Tras un largo abrazo, se sentaron los dos en un sofá de cuero. El conde dijo, a la vez que le daba una palmada cariñosa en la rodilla:

–Estoy deseando que me cuentes todo lo que te ha sucedido mientras has estado fuera, aunque –y sonrió– no hay que ser adivino para saber que las cosas te han ido espléndidamente. El corte de ese traje que llevas puesto lo delata.

–Así lo haré –respondió Jacobo, riéndose abiertamente–. Pero, antes que nada, dígame cómo está su familia.

–De salud, bien. Lo que nos tiene angustiados…

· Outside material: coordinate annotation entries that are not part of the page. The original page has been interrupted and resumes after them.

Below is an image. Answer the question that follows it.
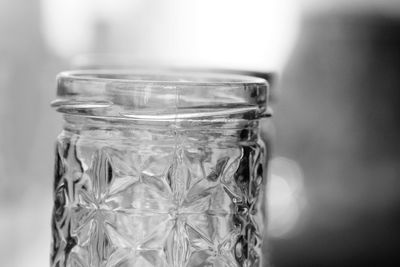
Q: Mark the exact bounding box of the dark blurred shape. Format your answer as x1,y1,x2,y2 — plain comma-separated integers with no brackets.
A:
271,12,400,267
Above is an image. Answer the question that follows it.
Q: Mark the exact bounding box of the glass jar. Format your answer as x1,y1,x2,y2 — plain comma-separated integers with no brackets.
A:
51,70,269,267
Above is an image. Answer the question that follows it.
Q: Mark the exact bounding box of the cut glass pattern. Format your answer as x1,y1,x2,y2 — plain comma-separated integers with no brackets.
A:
51,131,265,267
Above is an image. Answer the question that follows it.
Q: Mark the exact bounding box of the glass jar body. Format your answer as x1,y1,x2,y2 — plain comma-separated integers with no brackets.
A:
51,115,266,267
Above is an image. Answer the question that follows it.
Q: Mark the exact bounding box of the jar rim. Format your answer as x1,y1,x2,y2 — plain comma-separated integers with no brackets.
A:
57,69,266,86
52,69,268,120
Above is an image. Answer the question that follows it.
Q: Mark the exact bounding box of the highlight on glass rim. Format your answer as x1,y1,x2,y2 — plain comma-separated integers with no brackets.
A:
0,0,400,267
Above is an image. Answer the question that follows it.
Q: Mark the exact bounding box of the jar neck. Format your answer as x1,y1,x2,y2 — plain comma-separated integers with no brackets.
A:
64,114,259,143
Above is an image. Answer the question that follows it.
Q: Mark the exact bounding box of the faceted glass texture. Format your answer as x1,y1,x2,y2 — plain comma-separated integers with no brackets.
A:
51,123,266,267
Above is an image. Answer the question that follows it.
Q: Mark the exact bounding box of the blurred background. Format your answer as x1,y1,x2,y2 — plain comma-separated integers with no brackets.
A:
0,0,400,267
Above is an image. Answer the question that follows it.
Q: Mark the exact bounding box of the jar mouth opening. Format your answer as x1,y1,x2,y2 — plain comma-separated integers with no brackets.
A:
57,69,266,87
52,69,269,120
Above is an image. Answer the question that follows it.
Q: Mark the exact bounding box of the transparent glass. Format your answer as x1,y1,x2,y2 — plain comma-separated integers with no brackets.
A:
51,70,269,267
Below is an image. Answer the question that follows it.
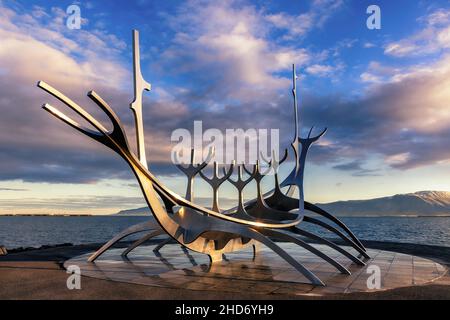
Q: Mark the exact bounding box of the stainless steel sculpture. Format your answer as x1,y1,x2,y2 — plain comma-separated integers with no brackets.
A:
38,31,368,285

Hizo una pausa, como si dudara de que debiera continuar la frase que había iniciado. A fin de cuentas –pensó– aquel joven era un extraño a la familia. Al fin dijo:

–Lo que nos tiene angustiados es la liquidez. La verdad, Jacobo, es que andamos mal de dinero…

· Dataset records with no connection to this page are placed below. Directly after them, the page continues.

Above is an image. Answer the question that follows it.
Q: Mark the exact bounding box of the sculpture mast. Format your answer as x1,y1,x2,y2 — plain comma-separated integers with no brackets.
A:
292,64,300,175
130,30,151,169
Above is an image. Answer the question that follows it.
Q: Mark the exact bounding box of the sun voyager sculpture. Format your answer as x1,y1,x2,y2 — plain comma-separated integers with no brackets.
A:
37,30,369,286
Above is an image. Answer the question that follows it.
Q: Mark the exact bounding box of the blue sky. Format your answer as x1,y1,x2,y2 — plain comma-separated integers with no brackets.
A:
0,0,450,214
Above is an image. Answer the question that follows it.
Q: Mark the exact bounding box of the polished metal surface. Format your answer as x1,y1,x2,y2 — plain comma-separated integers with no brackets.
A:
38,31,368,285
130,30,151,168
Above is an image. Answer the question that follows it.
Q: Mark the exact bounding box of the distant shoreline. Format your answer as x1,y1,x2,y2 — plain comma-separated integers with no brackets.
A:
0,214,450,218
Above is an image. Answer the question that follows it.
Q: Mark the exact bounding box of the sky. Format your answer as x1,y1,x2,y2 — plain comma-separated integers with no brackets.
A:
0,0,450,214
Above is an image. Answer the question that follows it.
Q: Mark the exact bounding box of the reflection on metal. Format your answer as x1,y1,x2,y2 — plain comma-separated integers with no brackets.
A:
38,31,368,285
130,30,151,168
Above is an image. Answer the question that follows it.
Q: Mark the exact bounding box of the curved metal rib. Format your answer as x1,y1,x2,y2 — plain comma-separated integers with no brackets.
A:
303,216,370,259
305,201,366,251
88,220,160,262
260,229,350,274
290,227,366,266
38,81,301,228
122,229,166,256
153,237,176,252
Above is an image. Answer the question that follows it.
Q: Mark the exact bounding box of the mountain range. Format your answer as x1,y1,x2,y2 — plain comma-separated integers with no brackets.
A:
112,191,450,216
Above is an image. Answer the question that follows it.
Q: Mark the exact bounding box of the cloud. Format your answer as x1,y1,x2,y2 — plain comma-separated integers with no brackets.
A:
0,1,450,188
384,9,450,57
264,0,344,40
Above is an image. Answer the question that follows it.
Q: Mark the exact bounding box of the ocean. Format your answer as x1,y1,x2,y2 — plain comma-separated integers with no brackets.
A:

Jacobo comprendió entonces el motivo de que aquella casa luciera tan descuidada. A pesar de ello, le resultó sorprendente la confianza que le mostraba el conde al revelarle aquello.

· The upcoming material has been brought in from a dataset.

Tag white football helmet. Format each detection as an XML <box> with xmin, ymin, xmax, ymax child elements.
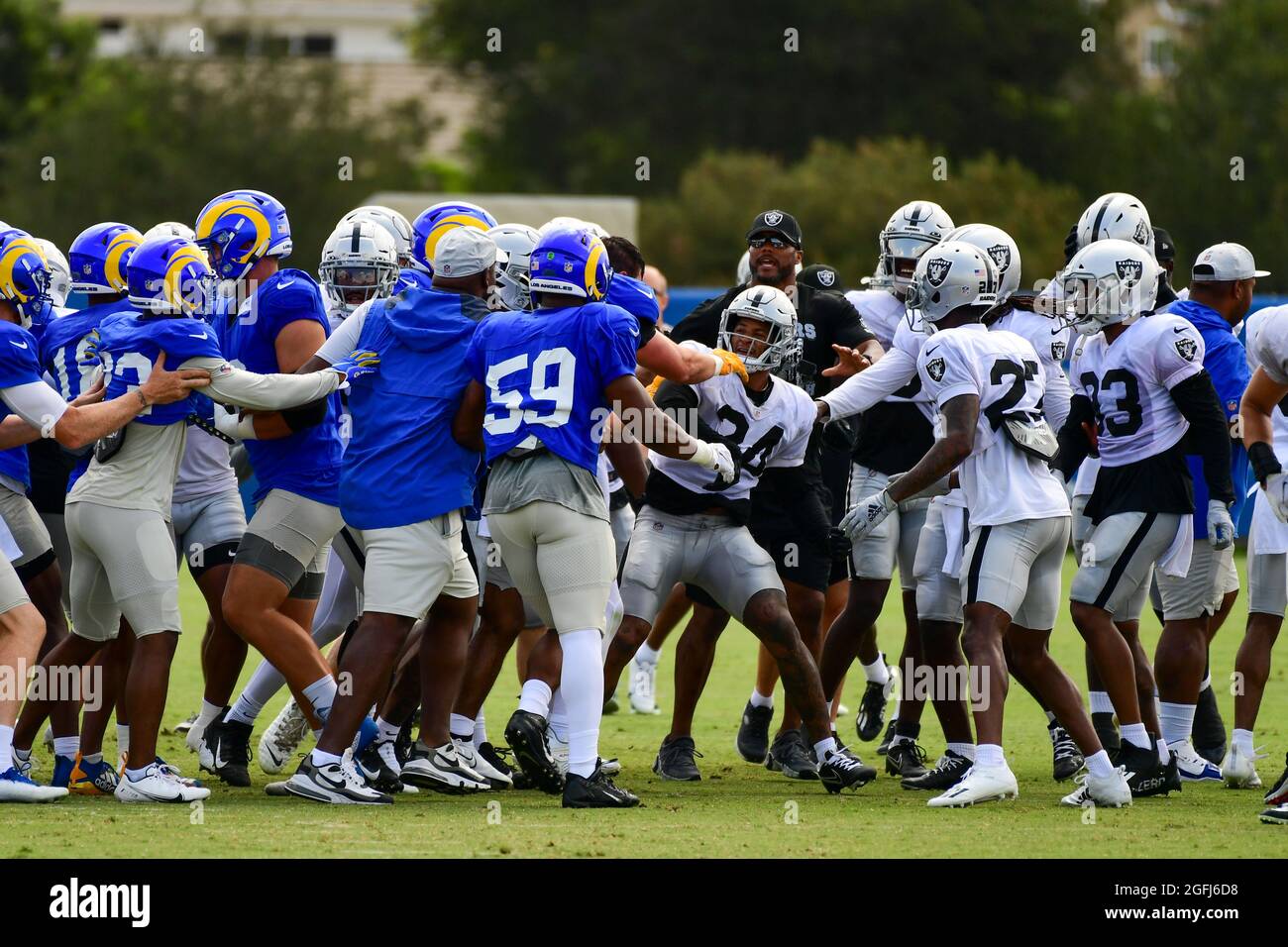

–Desde hace cuatro generaciones –siguió el conde– los Caserta nos hemos dedicado a la importación de productos de América. Hace unos tres años se nos presentó la oportunidad de hacernos, en exclusiva y durante diez años, con la mayor parte de la producción de caña de azúcar de Cuba. Parecía un negocio magnífico porque su demanda europea era muy alta. El problema radicaba en que necesitábamos invertir una suma elevadísima de dinero. Calcula: el cosechado, el transporte, el almacenaje y, sobre todo, el precio de compra… En resumen, mucho más de lo que en ese momento podíamos disponer, por lo que no nos quedaba otro remedio que recurrir al crédito bancario. Un banco holandés aceptó la solicitud y nos concedió un préstamo, aunque con la condición de que fuera garantizado con la hipoteca de nuestros bienes. Confiados en la rentabilidad del negocio, aceptamos. Lo que nunca pudimos imaginar es que unos pocos meses después nuestra relación con los Estados Unidos se haría tan tensa que acabaría en guerra. En el momento en que estalló todo el cargamento de caña de azúcar estaba depositado en quince grandes almacenes que habíamos comprado en el puerto de La Habana… El verdadero desastre para nosotros, sin embargo, comenzó realmente cuando los americanos bloquearon la salida a alta mar de todos los barcos con pabellón español. Pensábamos que sería cosa de pocos días que nuestra Marina liberara el bloqueo, pero no fue así: pasaba el tiempo y seguía manteniéndose. El caso es que la cosecha almacenada acabó pudriéndose, y nosotros prácticamente en la ruina… En conclusión, que para evitar que el banco ejecute las hipotecas no tenemos más remedio que dedicar la casi totalidad de las rentas de nuestros bienes al pago del préstamo… Pero, bueno, seamos optimistas: con tenacidad, inteligencia y sobre todo con la ayuda de Dios, confío en que cambie pronto la situación y podamos vender los almacenes de La Habana, que tienen muchísimo valor porque son los mejores del puerto.